Editorial: Punting on vital legislation
Sunday, May 21, 2006 | 7:36 a.m.
Nevada's Republican members of the U.S. House - Jim Gibbons and Jon Porter - told the Sun this past week that they favor President Bush's plan on immigration reform. Bush is calling for beefed-up border enforcement, but it also is notable that he wants a guest-worker program and the creation of a path to citizenship for some illegal immigrants.
That Gibbons and Porter support Bush's approach is interesting - to say the least. A better characterization would be to call it a flip-flop. You may recall that in December they both voted for an immigration bill that passed in the House and that was largely punitive - dramatically different than the more moderate approach the president is proposing.
The House legislation focused on increasing border security. The bill also would make felons out of undocumented workers and offer no path to citizenship. The House legislation, taken to its logical conclusion, would result in rounding up 11 million immigrants, potentially tearing apart families along the way as they were sent back to their native countries.
The question, then, is this: Why exactly would Porter and Gibbons vote for such a draconian bill in the House when they now say they favor Bush's more moderate approach? "The arrangement was for both houses to do border security, and the Senate to do a guest-worker program," Porter said. "Our bill wasn't intended to become the final product," said Gibbons, a candidate for governor. "It was meant to start the ball rolling."
It sounds to us like they are afraid to firmly come down on one side of an issue that is dividing the Republican Party. For that matter, it is pure nonsense for Gibbons to imply that the House bill was simply to get the immigration issue moving legislatively.
In December there was a real debate among members of the House about just what should be done. Indeed, it was a fellow Republican, Rep. Jim Kolbe of Arizona, who authored an alternative plan that would have created a guest-worker program and allowed some undocumented immigrants to one day be eligible for citizenship. He noted that the stakes were high and demanded action. He is right, particularly for states such as Arizona and Nevada that, respectively, have the top and second-highest rates of undocumented workers.

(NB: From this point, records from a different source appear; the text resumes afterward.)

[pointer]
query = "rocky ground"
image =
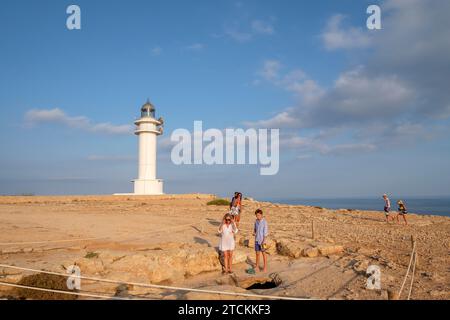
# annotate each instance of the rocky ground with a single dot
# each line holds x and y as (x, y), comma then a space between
(172, 240)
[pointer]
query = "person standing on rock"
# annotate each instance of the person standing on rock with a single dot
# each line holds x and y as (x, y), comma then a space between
(402, 211)
(261, 231)
(235, 207)
(227, 230)
(387, 207)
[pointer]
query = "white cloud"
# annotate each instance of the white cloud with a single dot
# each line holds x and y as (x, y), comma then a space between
(397, 96)
(238, 35)
(336, 37)
(195, 47)
(244, 34)
(262, 27)
(156, 51)
(41, 116)
(110, 158)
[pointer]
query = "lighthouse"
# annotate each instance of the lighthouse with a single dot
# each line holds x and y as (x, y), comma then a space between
(147, 130)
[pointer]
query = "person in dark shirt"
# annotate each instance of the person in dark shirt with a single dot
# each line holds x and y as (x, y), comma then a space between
(402, 211)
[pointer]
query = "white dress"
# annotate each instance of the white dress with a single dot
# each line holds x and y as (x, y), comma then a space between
(227, 238)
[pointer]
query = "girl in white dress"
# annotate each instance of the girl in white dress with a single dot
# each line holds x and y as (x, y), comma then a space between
(227, 231)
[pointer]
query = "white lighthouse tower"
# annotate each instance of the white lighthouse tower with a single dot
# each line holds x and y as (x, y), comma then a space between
(147, 129)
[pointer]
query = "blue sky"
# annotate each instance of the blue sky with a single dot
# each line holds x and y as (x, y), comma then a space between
(360, 112)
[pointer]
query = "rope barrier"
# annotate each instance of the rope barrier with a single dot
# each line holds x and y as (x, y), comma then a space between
(7, 284)
(155, 286)
(412, 277)
(49, 241)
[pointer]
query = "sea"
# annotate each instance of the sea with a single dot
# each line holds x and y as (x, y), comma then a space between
(431, 206)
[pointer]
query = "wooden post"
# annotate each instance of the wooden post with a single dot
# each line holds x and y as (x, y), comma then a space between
(413, 241)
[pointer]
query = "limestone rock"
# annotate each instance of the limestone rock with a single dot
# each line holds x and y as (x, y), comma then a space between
(310, 252)
(325, 250)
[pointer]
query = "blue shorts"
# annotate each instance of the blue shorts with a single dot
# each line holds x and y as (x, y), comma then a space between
(258, 247)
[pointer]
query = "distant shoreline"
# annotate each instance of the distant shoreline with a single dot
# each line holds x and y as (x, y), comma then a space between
(437, 206)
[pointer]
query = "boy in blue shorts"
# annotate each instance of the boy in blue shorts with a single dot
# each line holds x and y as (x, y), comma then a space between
(261, 231)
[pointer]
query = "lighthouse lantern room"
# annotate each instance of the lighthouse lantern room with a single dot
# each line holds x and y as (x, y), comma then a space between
(147, 129)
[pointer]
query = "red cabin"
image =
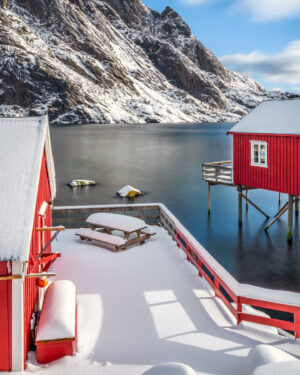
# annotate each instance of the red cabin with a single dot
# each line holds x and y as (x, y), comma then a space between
(266, 147)
(27, 191)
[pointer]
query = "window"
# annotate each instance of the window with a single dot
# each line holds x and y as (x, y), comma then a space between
(259, 152)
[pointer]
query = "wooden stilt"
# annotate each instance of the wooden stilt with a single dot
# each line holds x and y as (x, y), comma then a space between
(278, 215)
(254, 205)
(290, 218)
(240, 206)
(208, 203)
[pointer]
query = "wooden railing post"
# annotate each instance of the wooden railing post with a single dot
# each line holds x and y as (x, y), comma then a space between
(239, 310)
(240, 205)
(200, 265)
(290, 218)
(217, 288)
(297, 324)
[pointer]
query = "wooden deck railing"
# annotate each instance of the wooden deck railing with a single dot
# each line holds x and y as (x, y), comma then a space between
(226, 288)
(219, 172)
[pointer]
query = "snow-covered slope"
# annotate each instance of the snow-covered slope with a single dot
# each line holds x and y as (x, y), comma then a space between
(113, 61)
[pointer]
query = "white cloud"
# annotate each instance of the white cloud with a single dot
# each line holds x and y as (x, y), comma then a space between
(283, 67)
(196, 2)
(270, 10)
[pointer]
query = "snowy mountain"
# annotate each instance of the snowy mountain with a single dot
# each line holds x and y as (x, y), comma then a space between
(113, 61)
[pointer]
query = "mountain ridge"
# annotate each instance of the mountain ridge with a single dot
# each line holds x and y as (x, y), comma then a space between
(114, 61)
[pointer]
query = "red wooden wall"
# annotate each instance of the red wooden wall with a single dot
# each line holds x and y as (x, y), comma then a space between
(30, 285)
(5, 319)
(283, 172)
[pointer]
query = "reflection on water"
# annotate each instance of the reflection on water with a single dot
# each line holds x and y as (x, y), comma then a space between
(165, 162)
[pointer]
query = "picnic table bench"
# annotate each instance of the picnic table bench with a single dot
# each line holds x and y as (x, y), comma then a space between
(103, 224)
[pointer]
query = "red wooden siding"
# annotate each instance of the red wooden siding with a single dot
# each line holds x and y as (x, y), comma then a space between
(30, 285)
(283, 154)
(5, 319)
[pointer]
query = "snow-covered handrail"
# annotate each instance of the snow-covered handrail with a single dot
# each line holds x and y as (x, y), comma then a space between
(226, 287)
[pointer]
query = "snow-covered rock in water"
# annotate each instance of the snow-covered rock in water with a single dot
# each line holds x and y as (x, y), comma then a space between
(113, 61)
(261, 355)
(129, 192)
(58, 313)
(171, 368)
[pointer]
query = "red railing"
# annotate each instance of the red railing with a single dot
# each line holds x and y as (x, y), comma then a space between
(226, 288)
(225, 293)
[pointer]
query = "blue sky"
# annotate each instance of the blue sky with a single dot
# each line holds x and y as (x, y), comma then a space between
(258, 37)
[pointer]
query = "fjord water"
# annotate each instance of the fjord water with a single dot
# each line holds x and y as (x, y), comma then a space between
(164, 161)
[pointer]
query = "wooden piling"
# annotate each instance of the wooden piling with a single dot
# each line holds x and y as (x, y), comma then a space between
(208, 203)
(240, 206)
(254, 205)
(290, 218)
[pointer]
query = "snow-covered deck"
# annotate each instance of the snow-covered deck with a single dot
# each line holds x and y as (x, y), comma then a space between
(148, 305)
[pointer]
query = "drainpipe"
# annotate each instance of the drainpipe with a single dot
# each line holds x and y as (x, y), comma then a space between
(18, 268)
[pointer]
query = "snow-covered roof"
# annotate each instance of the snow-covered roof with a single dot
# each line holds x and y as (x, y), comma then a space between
(22, 142)
(271, 117)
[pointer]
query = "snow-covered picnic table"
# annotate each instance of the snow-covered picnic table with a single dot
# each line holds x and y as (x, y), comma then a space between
(103, 224)
(122, 223)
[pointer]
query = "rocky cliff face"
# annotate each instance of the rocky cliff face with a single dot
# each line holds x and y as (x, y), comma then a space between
(113, 61)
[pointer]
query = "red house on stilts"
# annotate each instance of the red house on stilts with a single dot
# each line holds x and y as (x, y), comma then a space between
(26, 194)
(266, 147)
(266, 155)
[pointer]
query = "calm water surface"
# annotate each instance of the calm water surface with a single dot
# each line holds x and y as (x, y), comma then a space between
(165, 162)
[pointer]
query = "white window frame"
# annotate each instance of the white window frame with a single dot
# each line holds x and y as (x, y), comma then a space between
(259, 163)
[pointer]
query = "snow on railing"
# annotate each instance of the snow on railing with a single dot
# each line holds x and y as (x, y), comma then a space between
(233, 294)
(230, 291)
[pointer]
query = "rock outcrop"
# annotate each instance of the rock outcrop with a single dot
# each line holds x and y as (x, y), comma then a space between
(113, 61)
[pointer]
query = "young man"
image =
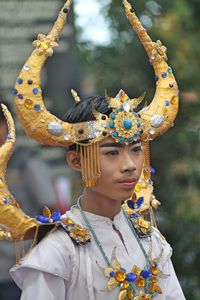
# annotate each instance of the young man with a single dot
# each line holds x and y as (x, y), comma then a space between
(102, 250)
(105, 268)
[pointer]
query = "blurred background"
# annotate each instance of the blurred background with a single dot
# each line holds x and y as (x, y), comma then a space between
(100, 51)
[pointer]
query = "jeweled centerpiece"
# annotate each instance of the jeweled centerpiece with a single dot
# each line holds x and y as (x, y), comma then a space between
(125, 125)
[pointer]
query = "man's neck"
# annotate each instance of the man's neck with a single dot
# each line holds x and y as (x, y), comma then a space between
(99, 204)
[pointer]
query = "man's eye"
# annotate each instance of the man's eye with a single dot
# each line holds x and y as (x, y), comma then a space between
(136, 149)
(112, 153)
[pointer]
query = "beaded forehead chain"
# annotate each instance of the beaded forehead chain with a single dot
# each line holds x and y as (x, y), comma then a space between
(123, 124)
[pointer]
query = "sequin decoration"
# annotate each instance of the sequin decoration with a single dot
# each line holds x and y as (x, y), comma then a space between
(14, 91)
(26, 68)
(1, 183)
(48, 217)
(28, 103)
(35, 91)
(19, 80)
(37, 107)
(20, 96)
(157, 121)
(78, 234)
(55, 129)
(129, 282)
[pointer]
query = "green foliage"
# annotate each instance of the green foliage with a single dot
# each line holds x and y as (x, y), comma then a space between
(176, 156)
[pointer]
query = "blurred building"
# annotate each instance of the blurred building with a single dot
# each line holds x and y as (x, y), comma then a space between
(20, 22)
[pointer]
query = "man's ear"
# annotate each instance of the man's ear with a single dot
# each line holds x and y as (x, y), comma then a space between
(73, 160)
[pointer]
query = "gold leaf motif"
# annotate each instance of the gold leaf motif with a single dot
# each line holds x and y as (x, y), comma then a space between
(112, 284)
(107, 271)
(116, 265)
(46, 212)
(122, 295)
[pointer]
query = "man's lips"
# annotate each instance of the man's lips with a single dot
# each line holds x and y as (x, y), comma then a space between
(128, 181)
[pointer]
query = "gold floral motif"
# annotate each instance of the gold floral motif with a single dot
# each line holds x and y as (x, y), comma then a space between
(45, 44)
(143, 296)
(159, 51)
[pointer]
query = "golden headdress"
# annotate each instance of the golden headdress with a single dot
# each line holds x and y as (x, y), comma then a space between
(123, 124)
(14, 224)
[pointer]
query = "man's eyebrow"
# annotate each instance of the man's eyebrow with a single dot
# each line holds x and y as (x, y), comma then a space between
(117, 144)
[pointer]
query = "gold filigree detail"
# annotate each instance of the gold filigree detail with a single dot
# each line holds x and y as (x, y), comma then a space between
(159, 51)
(45, 44)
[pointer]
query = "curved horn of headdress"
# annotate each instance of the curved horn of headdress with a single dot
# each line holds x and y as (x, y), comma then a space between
(36, 121)
(13, 222)
(162, 111)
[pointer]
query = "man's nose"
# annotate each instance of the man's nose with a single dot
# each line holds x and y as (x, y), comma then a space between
(128, 163)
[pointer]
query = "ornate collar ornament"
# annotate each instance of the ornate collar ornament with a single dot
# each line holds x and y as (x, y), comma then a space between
(123, 124)
(138, 283)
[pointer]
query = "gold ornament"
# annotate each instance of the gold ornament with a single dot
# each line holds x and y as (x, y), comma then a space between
(123, 124)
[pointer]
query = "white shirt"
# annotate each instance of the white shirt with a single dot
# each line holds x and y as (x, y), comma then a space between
(57, 269)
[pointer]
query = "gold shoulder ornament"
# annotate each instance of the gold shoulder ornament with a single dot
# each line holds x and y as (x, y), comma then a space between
(15, 225)
(124, 125)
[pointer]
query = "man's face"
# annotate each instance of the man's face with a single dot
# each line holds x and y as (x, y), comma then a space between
(3, 132)
(121, 167)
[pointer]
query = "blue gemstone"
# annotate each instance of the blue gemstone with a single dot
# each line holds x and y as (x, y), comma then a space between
(155, 264)
(111, 124)
(140, 201)
(131, 277)
(137, 133)
(167, 103)
(5, 201)
(131, 204)
(145, 274)
(164, 75)
(42, 219)
(130, 140)
(122, 140)
(153, 171)
(56, 216)
(127, 124)
(156, 78)
(19, 80)
(112, 274)
(37, 107)
(112, 116)
(135, 216)
(20, 96)
(35, 91)
(150, 181)
(14, 92)
(170, 70)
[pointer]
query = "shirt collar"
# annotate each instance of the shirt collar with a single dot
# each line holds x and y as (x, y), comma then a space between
(96, 220)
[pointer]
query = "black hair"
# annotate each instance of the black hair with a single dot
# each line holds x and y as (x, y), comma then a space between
(2, 117)
(82, 111)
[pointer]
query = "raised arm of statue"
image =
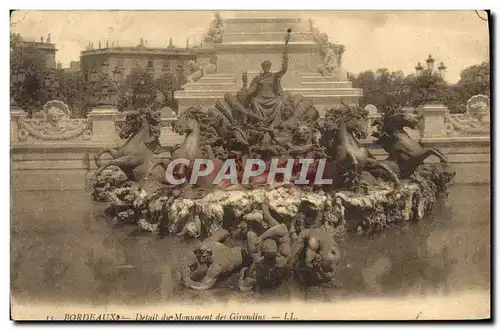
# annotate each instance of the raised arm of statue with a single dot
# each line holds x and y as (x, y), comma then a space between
(252, 90)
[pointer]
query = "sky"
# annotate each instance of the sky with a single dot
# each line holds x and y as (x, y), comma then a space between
(396, 40)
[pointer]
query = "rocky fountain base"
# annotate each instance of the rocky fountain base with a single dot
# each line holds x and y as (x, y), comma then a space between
(181, 211)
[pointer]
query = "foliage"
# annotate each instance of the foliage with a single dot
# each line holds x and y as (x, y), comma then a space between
(381, 87)
(139, 89)
(33, 84)
(393, 89)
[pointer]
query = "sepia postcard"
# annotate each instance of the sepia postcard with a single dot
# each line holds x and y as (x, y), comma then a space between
(250, 165)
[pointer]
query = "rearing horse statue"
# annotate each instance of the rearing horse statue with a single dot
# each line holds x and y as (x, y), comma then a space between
(134, 157)
(343, 129)
(405, 153)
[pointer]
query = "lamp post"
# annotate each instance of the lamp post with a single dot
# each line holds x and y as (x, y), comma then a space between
(419, 69)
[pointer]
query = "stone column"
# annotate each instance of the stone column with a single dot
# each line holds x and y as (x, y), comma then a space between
(16, 113)
(103, 124)
(433, 121)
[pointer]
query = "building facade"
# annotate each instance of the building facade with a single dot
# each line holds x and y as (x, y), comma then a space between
(118, 62)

Before the vote on the House bill, Kolbe correctly pointed out that the legislation he opposed didn't address the need for a guest-worker program. "It also does not address the millions of people already here and living in the shadows," Kolbe said. "If we do not do a comprehensive approach to immigration reform, we will fail to fix the problem, fail to secure our borders, and fail the American people."
Kolbe acted as a leader, someone who understood the gravity and the urgency of the situation - unlike his two Republican colleagues in the House from Nevada. Taxpayers are paying Gibbons and Porter quite handsomely to make these kinds of tough decisions, but instead they chose to punt.
The result is that it is uncertain whether the Senate, which is likely to pass a plan similar to the one Bush is advocating, and the House will be able to bridge their huge differences and pass immigration reform. If legislation that Kolbe had authored had passed instead, the odds would have been much greater that immigration reform would be a certainty.
The Senate and the House still may work out their differences on immigration reform, resulting in legislation that will be signed into law - but it sure won't be because of any effort from Gibbons and Porter, who sat on the sidelines when it really mattered.